One regulation to rule them all: new LODR regulations will compel more transparency in listed companies

DeekshaSinghOnce a company is listed on a stock exchange, it is subject to a number of on-going conditions and disclosure requirements. It must comply with them in order to maintain its status as a listed company. While some of these conditions can be found in the Securities and Exchange Board of India (Issue of Capital and Disclosure Requirements), 2009, the majority can be found in the listing agreement between the company and the stock exchange on which the securities of the company are listed.

According to Section 21 of the Securities Contracts (Regulation) Act, 1956, when securities are listed on any recognised stock exchange, the issuing company must comply with the conditions of the listing agreement of that stock exchange. Simply put, a listing agreement is a statutorily mandated contract, between the listed company and the stock exchange where it is listed, which sets out various obligations of the company to protect the interests of the public shareholders and the capital markets at large. The Securities and Exchange Board of India (“SEBI”) has prescribed the format for a model listing agreement (“Model Listing Agreement”). You can find a version of the listing agreement that is substantially the same on the website of the National Stock Exchange here.

It is natural to wonder how listing agreements—which are private agreements between stock exchanges and the companies listed on them—can have the force of law. Even though they do not have the authority of law behind them, they have been treated as such so far.

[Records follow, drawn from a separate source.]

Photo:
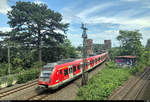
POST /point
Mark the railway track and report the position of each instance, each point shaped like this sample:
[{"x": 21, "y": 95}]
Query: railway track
[
  {"x": 11, "y": 91},
  {"x": 53, "y": 95},
  {"x": 133, "y": 91}
]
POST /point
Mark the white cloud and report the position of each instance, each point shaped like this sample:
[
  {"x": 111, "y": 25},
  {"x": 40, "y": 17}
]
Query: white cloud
[
  {"x": 131, "y": 0},
  {"x": 95, "y": 8},
  {"x": 4, "y": 7},
  {"x": 5, "y": 29}
]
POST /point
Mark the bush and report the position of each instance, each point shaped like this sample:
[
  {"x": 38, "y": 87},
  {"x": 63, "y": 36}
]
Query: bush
[
  {"x": 101, "y": 85},
  {"x": 27, "y": 75}
]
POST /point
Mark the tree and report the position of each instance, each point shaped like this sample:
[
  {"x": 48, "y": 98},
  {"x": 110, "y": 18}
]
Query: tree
[
  {"x": 69, "y": 51},
  {"x": 130, "y": 43},
  {"x": 36, "y": 25}
]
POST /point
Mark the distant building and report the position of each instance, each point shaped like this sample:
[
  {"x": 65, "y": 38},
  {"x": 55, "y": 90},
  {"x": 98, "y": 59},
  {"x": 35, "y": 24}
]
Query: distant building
[
  {"x": 125, "y": 60},
  {"x": 100, "y": 48},
  {"x": 107, "y": 44}
]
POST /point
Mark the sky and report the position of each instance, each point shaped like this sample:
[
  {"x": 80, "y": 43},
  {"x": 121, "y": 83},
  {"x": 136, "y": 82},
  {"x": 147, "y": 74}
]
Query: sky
[{"x": 103, "y": 18}]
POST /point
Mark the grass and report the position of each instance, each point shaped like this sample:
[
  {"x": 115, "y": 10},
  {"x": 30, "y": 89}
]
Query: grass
[{"x": 102, "y": 84}]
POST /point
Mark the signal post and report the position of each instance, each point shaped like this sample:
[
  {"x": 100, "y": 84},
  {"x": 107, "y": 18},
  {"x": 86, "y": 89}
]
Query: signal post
[{"x": 84, "y": 74}]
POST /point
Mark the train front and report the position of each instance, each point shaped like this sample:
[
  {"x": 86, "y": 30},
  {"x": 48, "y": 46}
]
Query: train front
[{"x": 45, "y": 75}]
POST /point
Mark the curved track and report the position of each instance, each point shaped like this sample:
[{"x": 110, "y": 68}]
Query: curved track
[{"x": 11, "y": 91}]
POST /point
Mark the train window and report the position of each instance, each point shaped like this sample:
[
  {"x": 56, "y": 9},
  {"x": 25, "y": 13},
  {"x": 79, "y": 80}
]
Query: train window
[
  {"x": 91, "y": 62},
  {"x": 78, "y": 67},
  {"x": 81, "y": 66},
  {"x": 66, "y": 71},
  {"x": 88, "y": 63},
  {"x": 70, "y": 69},
  {"x": 60, "y": 71},
  {"x": 74, "y": 68}
]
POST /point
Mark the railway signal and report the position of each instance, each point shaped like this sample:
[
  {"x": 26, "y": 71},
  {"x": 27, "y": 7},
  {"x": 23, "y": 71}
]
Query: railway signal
[{"x": 84, "y": 74}]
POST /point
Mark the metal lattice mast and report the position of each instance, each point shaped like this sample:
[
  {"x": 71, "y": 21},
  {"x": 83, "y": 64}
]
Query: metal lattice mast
[{"x": 84, "y": 73}]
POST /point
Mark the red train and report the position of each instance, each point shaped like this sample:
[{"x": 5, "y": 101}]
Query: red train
[{"x": 54, "y": 75}]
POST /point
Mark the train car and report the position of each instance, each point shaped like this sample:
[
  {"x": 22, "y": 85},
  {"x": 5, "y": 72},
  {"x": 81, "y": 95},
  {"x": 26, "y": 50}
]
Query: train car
[{"x": 56, "y": 74}]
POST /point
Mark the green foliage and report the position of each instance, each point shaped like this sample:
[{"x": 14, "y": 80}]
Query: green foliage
[
  {"x": 69, "y": 51},
  {"x": 131, "y": 44},
  {"x": 101, "y": 85},
  {"x": 9, "y": 81},
  {"x": 36, "y": 24},
  {"x": 3, "y": 69},
  {"x": 113, "y": 52}
]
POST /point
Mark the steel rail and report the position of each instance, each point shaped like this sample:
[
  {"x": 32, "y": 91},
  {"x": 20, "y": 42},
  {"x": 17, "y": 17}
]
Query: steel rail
[{"x": 8, "y": 92}]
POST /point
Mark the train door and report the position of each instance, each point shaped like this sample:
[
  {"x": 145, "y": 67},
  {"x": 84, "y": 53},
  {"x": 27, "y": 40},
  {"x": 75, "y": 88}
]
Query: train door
[
  {"x": 60, "y": 75},
  {"x": 74, "y": 69},
  {"x": 70, "y": 72}
]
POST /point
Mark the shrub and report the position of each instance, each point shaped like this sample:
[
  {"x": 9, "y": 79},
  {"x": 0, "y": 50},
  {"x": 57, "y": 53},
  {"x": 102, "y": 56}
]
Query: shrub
[{"x": 101, "y": 85}]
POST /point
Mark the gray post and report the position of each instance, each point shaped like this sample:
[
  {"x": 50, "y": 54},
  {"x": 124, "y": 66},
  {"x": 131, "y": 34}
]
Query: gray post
[
  {"x": 8, "y": 59},
  {"x": 84, "y": 73}
]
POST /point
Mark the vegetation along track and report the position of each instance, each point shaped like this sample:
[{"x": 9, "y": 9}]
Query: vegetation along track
[
  {"x": 11, "y": 91},
  {"x": 133, "y": 91}
]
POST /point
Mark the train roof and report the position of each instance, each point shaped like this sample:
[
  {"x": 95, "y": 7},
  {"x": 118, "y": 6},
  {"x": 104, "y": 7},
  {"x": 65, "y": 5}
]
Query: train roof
[
  {"x": 65, "y": 60},
  {"x": 69, "y": 61}
]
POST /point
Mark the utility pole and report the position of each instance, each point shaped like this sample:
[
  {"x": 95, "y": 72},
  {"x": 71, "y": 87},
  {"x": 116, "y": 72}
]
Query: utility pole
[
  {"x": 8, "y": 59},
  {"x": 84, "y": 73}
]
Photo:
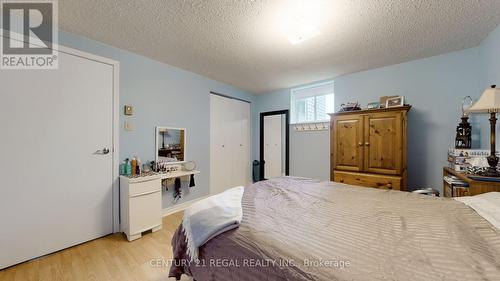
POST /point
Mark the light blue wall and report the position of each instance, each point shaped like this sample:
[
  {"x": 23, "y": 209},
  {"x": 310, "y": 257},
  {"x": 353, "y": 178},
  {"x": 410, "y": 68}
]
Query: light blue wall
[
  {"x": 489, "y": 53},
  {"x": 434, "y": 86},
  {"x": 162, "y": 95}
]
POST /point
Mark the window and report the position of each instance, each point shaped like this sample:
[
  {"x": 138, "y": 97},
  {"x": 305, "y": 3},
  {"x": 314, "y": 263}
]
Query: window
[{"x": 312, "y": 103}]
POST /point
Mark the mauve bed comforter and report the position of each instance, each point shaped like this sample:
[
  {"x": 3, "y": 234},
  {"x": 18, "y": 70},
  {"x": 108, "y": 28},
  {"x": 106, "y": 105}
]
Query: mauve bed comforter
[{"x": 302, "y": 229}]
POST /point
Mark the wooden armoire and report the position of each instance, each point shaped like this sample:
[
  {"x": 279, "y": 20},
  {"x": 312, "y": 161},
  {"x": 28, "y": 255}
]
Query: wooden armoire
[{"x": 368, "y": 147}]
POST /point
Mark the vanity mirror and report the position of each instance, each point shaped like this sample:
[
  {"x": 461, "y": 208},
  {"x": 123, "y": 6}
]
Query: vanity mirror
[{"x": 170, "y": 144}]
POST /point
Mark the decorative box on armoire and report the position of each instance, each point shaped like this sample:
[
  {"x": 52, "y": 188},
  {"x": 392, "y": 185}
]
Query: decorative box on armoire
[{"x": 368, "y": 147}]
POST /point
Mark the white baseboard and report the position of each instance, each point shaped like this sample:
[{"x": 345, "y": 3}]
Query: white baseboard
[{"x": 182, "y": 206}]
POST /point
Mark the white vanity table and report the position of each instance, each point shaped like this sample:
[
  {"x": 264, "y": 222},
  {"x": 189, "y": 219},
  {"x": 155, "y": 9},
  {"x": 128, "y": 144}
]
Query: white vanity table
[{"x": 140, "y": 202}]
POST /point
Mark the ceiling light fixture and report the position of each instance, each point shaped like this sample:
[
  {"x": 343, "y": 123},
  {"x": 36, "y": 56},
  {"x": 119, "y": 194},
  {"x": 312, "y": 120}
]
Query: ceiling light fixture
[{"x": 299, "y": 20}]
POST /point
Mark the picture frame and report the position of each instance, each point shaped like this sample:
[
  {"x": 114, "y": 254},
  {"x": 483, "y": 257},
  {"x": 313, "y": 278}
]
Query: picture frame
[
  {"x": 395, "y": 102},
  {"x": 373, "y": 105}
]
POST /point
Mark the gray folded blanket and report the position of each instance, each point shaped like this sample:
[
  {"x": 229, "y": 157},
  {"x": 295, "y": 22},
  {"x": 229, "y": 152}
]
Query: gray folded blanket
[{"x": 210, "y": 217}]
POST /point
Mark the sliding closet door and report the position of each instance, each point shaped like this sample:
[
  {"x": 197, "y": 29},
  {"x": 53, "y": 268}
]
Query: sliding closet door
[
  {"x": 219, "y": 144},
  {"x": 230, "y": 143},
  {"x": 56, "y": 186},
  {"x": 241, "y": 156}
]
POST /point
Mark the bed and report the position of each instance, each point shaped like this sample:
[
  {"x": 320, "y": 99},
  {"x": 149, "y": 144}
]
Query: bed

To properly codify the requirements laid out in the listing agreement, the SEBI, in September, issued the Securities and Exchange Board of India (Listing Obligations and Disclosure Requirements) Regulations, 2015 (“LODR Regulations”). The LODR Regulations serve to consolidate and streamline the provisions of the various listing agreements in operation for different segments of the capital markets, such as equity listings, listing of debt instruments, preference shares, Indian depository receipts, securitised debt instruments, units of mutual funds, and any other securities that the SEBI may specify. Further, by issuing these regulations, the SEBI is ensuring that there is no overlap between regulations, as there used to be with listing agreements. All pre-listing requirements have been excluded from the LODR Regulations. They only deal with post-listing requirements.

BombayStockExchangeThe LODR Regulations have been divided into two parts. The substantive provisions are incorporated in the main body of the regulations and the procedural requirements are incorporated in the form of Schedules to the regulations. The LODR Regulations also capture the corporate governance principles found in Clause 49 of SEBI’s Model Listing Agreement.

Listed companies will still have to enter into a listing agreement within six months after the LODR Regulations come into effect. This version however, likely to be shorter than the one currently in use.

With the LODR Regulations and the listing agreements, the intent is to ensure that once a company is listed on a stock exchange and its shares are easily accessible to the public, the shareholders and the public should be able to evaluate the position of the company, and to avoid establishment of a false market in its securities. Investors must be informed of all significant decisions affecting the performance and future viability of listed companies. The LODR Regulations ensure this by providing a comprehensive disclosure framework that companies need to comply with to maintain their status after their listing.

Immediate effect of the LODR Regulations  

The LODR Regulations will become effective on December 1, 2015, with the exception of two regulations—Regulation 23(4) and Regulation 31A—that became effective on September 2, 2015, when the LODR Regulations were notified.

Regulation 23 deals with related party transactions, and sub-clause (4) of this regulation states that:

All material related party transactions shall require approval of the shareholders through resolution and the related parties shall abstain from voting on such resolutions whether the entity is a related party to the particular transaction or not.

This provision has been given immediate effect to bring the requirement for shareholders’ resolution for related party transactions in line with the latest amendments to the Companies Act, 2013.

Regulation 31A relates to disclosures relating to promoters and the re-classification of promoters as public shareholders under various circumstances.

There does not seem to be any apparent reason why these two provisions have been given immediate effect, except perhaps to indicate that active steps are being taken to meet corporate demand on the relaxations on these issues, as was done to amend the Companies Act, 2013 earlier this year.